The Balconettes adopts the lens of horror-comedy to explore the issues women face, as well as the subtle conditioning they internalize in order to survive within a patriarchal world. Take Ruby, for instance—outgoing and unapologetic, she works as a cam girl, a choice that instantly brands her as ‘easy’ in the eyes of men. Yet Ruby’s decision is not driven by financial desperation but by pleasure and self-determination, which makes her existence all the more subversive. Her very autonomy—her desire to enjoy her work on her own terms—becomes problematic in a society that cannot reconcile female sexuality with agency. Magnani’s treatment of Ruby, dismissing her as someone who would sleep with anyone, lays bare the pervasive stereotypes projected onto women like her.”
Elise’s story unfolds differently but points to the same structures of control. In a striking exchange with Paul toward the end, she reminds him that marriage does not grant him unlimited access to her body. Yet Paul cannot grasp this—her moods, desires, or refusals remain irrelevant to him. The film makes visible how abuse manifests in quiet, everyday ways: in the hotel room, Paul forces himself on Elise despite her lack of consent, reducing intimacy to entitlement. The question of children intensifies this imbalance. Paul insists on impregnating Elise, disregarding her own wishes, her timing, or her agency. When she finally reveals she had an abortion, Paul’s incomprehension underscores how little her voice registers in their marriage.

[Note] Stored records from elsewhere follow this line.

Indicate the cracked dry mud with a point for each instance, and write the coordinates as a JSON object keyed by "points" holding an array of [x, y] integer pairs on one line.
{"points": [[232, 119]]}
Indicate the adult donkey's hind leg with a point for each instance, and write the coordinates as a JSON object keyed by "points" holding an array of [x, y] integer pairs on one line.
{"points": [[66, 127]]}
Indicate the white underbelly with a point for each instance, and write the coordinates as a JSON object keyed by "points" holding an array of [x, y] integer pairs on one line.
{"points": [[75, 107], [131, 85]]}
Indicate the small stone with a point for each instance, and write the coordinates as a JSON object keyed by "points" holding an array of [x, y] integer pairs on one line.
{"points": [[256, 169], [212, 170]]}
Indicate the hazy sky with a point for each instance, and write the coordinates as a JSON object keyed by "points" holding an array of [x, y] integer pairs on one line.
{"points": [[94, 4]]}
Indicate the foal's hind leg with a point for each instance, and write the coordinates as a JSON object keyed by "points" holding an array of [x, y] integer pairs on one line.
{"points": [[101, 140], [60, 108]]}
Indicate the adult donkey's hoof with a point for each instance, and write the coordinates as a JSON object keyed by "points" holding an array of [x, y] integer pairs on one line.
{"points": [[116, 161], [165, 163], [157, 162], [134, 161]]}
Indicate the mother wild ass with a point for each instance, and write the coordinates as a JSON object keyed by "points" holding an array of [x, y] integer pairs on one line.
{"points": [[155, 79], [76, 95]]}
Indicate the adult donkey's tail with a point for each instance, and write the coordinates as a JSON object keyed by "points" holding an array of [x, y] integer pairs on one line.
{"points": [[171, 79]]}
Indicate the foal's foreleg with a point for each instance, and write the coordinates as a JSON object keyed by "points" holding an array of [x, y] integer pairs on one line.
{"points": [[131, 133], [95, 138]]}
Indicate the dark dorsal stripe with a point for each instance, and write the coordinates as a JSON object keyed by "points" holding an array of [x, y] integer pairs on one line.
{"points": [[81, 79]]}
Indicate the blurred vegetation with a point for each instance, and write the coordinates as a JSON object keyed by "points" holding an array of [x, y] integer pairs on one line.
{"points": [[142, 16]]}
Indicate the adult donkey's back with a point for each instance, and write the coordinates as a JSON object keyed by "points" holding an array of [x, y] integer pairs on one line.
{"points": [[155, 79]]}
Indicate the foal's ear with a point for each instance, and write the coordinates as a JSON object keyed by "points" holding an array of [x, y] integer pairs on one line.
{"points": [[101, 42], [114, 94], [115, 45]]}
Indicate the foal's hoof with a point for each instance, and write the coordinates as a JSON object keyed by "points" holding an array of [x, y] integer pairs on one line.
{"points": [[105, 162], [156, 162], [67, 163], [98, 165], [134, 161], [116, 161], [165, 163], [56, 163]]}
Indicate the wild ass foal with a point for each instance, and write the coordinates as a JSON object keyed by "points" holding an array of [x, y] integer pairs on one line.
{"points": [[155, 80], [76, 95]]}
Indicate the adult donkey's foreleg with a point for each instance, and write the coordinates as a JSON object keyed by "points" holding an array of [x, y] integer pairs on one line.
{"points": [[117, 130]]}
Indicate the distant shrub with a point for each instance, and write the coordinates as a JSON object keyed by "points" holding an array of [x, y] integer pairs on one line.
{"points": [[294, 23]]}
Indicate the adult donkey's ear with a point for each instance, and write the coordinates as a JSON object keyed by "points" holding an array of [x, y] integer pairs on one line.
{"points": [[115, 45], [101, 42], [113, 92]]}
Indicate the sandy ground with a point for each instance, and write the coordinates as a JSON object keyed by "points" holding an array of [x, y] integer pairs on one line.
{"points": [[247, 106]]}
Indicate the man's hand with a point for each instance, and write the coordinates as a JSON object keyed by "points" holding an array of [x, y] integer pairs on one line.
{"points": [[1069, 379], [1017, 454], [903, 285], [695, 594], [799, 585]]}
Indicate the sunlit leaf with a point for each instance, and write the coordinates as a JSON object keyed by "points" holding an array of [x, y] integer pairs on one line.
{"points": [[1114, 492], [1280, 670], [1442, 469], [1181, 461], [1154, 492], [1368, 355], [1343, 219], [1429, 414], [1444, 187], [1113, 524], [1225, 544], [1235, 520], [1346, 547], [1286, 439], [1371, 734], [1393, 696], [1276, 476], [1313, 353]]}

Nicole, in contrast, longs for something tender and simple—a sweet, romantic life that she also hopes to capture in her writing. But this yearning makes her invisible, even dull, in the eyes of men like Magnani, who casually dismiss her. Through these characters, the film maps out a spectrum of patriarchal expectations: the sexualized woman, the dutiful wife, the romantic dreamer—all suffocated by labels and demands that deny them complexity. The final image—women walking together in happiness—emerges as a symbol of release, a vision of what it means to be free of these suffocating roles, to live beyond the sociological conditioning imposed upon them.